DE LA LITTERATURE EN GENERAL

Il y a deux sortes de littérature. La Blanche qui se regarde le nombril. La Noire qui regarde le monde. La première, souvent ampoulée, nous informe sur les affres existentiels du bobo parisien et considère la traversée du périphérique comme une grande aventure. La seconde, souvent narrative, nous informe sur la planète que nous laissons à nos enfants. La Blanche, dite « générale » encombre les linéaires des librairies et les plateaux télévisés. La Noire dite « de genre » est tout simplement lue. Car les lecteurs ont envie d’apprendre sur l’humanité, de mettre les pieds là où ils ne les ont jamais mis, d’être emportés.
Le monde est fait de crimes, de politiciens véreux, d’obscurs héros, de gros terroristes, de femmes fatales, de financiers cyniques, de krachs boursiers, de catastrophes naturelles, de multinationales omnipotentes, d’avancées technologiques et scientifiques terrifiantes… Tous les ingrédients du thriller sont là. On les retrouve à la une des médias, dans les livres qui ont survécu au fil des siècles, de Shakespeare à Dostoïevski, et dans la littérature Noire.
Reflet d’un monde qui change, la Noire a elle aussi évolué. Elle s’est mondialisée. L’action du polar moderne n’est plus confinée à Paris, à une banlieue ou une ville de province. Les auteurs se documentent et voyagent de plus en plus, placent leur action en Afrique, en Amérique, aux quatre coins de l’Europe. Le polar parisien ou marseillais cède du terrain au thriller planétaire. Une décision prise dans une banque au Texas peut ruiner vos projets, une décision dans une usine de Shanghai peut tuer votre enfant. Le danger s’est déplacé du coin de la rue à l’autre bout du monde. C’est donc là que les auteurs de la Noire vont situer l’action. C’est la théorie du chaos à l’ère d’Internet.
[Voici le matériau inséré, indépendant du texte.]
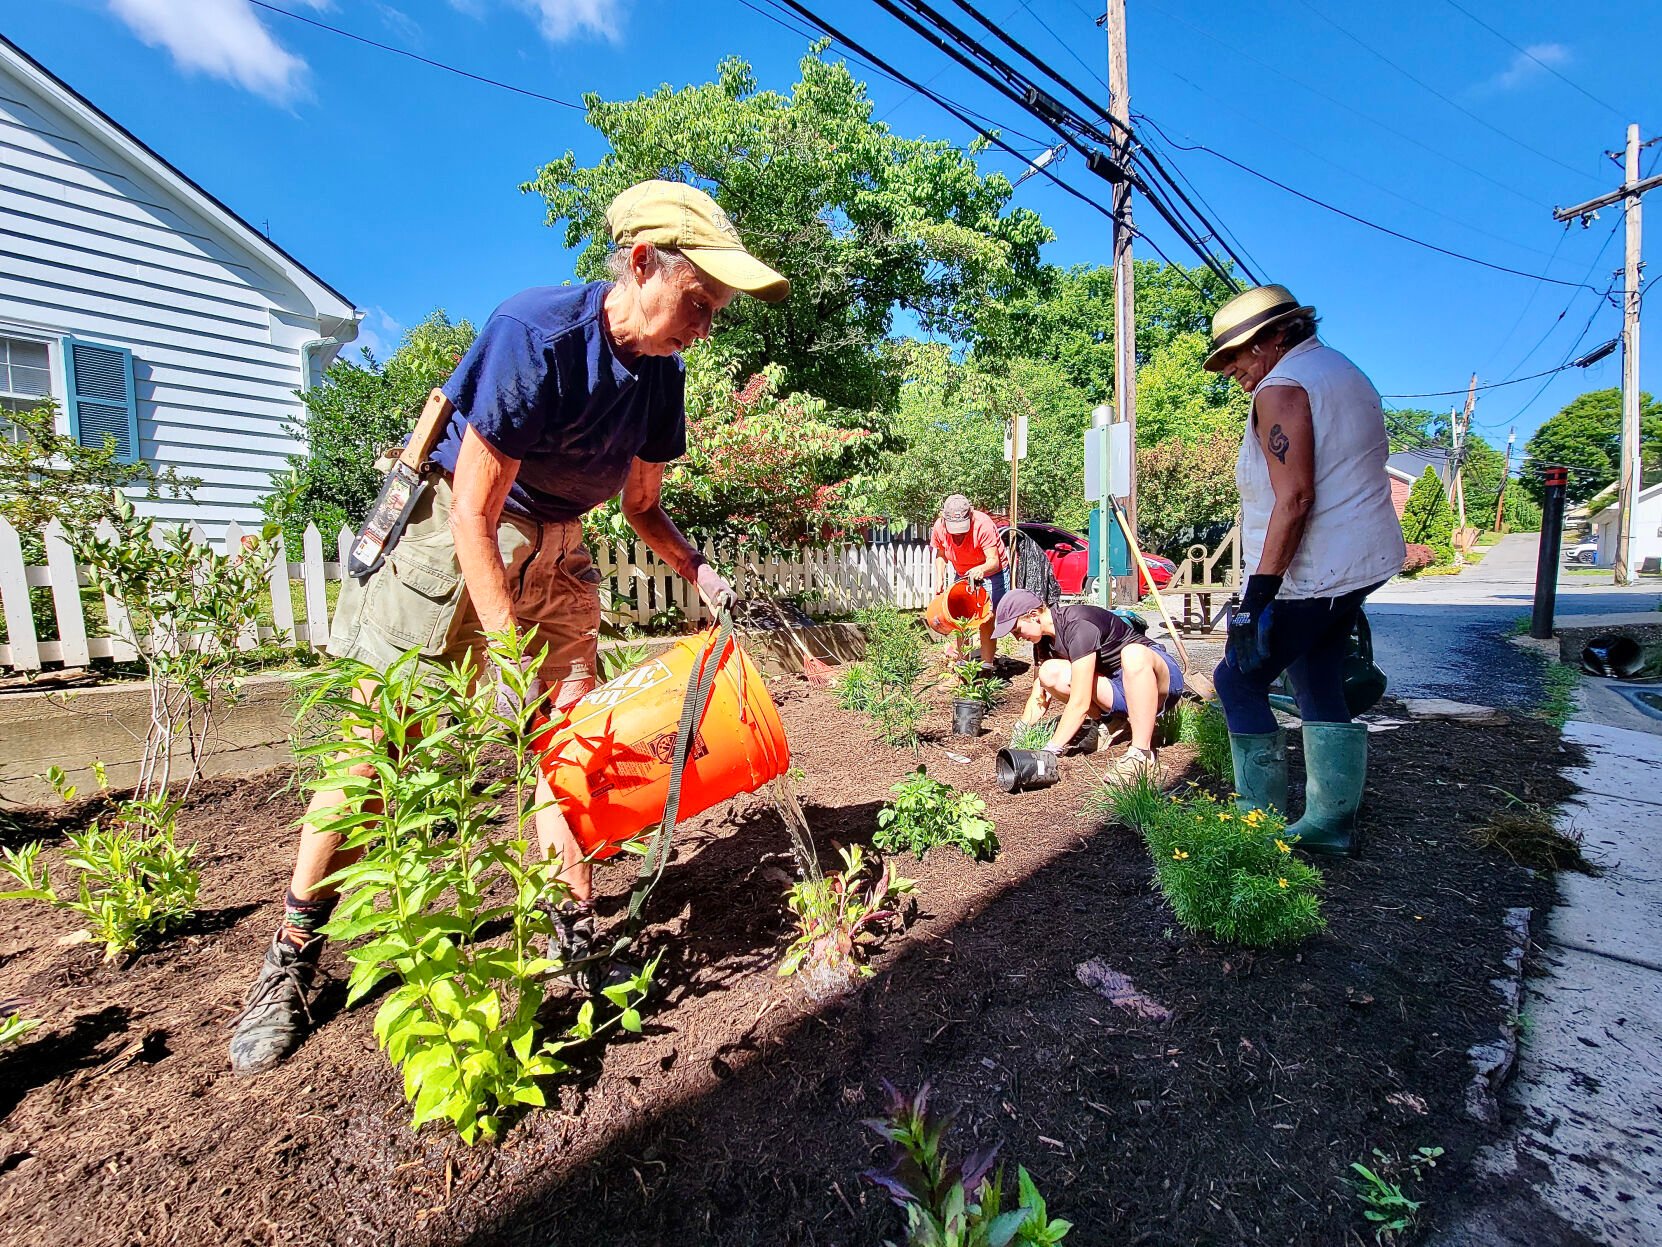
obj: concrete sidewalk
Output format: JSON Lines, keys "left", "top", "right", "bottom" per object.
{"left": 1437, "top": 720, "right": 1662, "bottom": 1245}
Cependant, deux tendances menacent de grisailler la Noire. Il y a d’abord ce que j’appelle l’Arlequinisation du thriller. Un cocktail de frisson, de fantastique et d’eau de rose. Cela permet d’atterrir dans le caddy ou la boîte aux lettres des ménagères qui achètent leurs livres en grande surface ou par VPC. Et puis il y a le polar utilisé comme manifeste politique. C’est pas nouveau. Avant, il y avait les soixante-huitards qui dénonçaient le pouvoir en place à la préfecture ou à l’Elysée. Aujourd’hui il y a les alter mondialiste qui dénoncent le pouvoir à Davos. On critique, on dénonce, on donne des leçons de morale (alors que s’il y a bien un endroit où la morale n’a rien à foutre c’est dans le polar) et on en oublie l’essentiel : raconter une histoire. Et la raconter bien. Le gros problème aujourd’hui, commun à la Noire et à la Blanche, c’est qu’on publie trop d’ouvrages. En tant que juré du Grand Prix de littérature Policière, j’ai à mes pieds un tas de bouquins qui me sont tombés des mains. La quantité est pléthorique, pas la qualité. Les contenus se ressemblent, les travaux éditoriaux sont aussi bâclés que les devoirs de ma fille en français, les traductions aussi approximatives que sur Wikipédia, les coquilles aussi nombreuses que les crimes à Caracas.
Récemment, deux prix littéraires prestigieux sont venus récompenser un auteur de Blanche et un auteur de Noire qui nous décrivent le monde avec talent. Le Grand Prix de Littérature Policière a été attribué à Caryl Ferey, capable de planter son action aussi bien en Nouvelle-Zélande qu’en Afrique du Sud, tandis que le jury du Nobel a donné le coup de pied dans la fourmilière microcosmique de la Blanche francophone en récompensant JMG Le Clézio, écrivain voyageur au style serein et limpide, citoyen du monde, amoureux de l’Ile Maurice, vivant entre Nice et le Nouveau-Mexique.
Dépassant les frontières lui aussi, le prix Nobel de la Paix n’a pas été décerné à un dissident emprisonné ou à un contestataire local, mais à Martti Ahtisaari, véritable artisan de la paix transnationale, ayant quadrillé la planète pour la raccommoder.
Comme le chantait Frankie qui allait à Hollywood, The world is my oyster. Le monde est mon huître. Avec parfois, à l’intérieur, une perle.